Eterno Retorno

Wednesday, July 21, 2010


Iker es el niño más valiente del mundo. Esta mañana lo hemos llevado a vacunar y resistió los piquetes como si tan solo un mosquito lo hubiera molestado. Ni asomo de llanto. La pila, como siempre, altísima, a tope, jugando en su nueva alfombra donde suenan las ruedas del autobús. Iker ha cruzado una nueva frontera. Hace muy poco teníamos un bebito. Hoy tenemos un niño que usa ropa de año, que se mueve por toda la cama y te sujeta con fuerza.

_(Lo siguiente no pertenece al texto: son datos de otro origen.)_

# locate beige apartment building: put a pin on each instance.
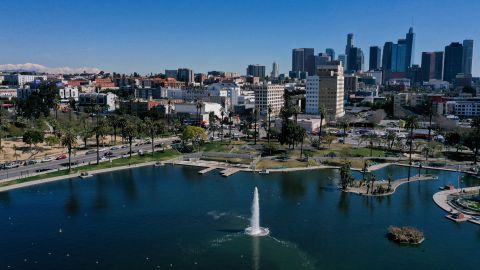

Lo mejor de estos días, es la posibilidad de poder convivir con él todo el día. Creo que empiezo a sentir nostalgia de estos días, de esta edad irrepetible. Cada nueva mañana es un paso acelerado hacia su crecimiento. Ya no tenemos un bebito recién nacido y en un abrir y cerrar de ojos, tendremos un hijo de un año y entonces lamentaré no haber pasado más tiempo con él. La sentencia del tiempo no conoce el perdón. El tiempo marcha en cámara rápida, como un caballo sin rienda, como un tren sin frenos. Los instantes son polvo, arena mojada y la vida se ha transformado en una prófuga en perpetua carrera. Iker crece, la vida nos saca la lengua y el Sol no sale este julio. No recuerdo un verano más oscuro. Hoy por la mañana la carretera yacía sepultada bajo una lluvia que hubiera jurado decembrina y el manto de niebla y humedad podías cortarlo a cuchilladas.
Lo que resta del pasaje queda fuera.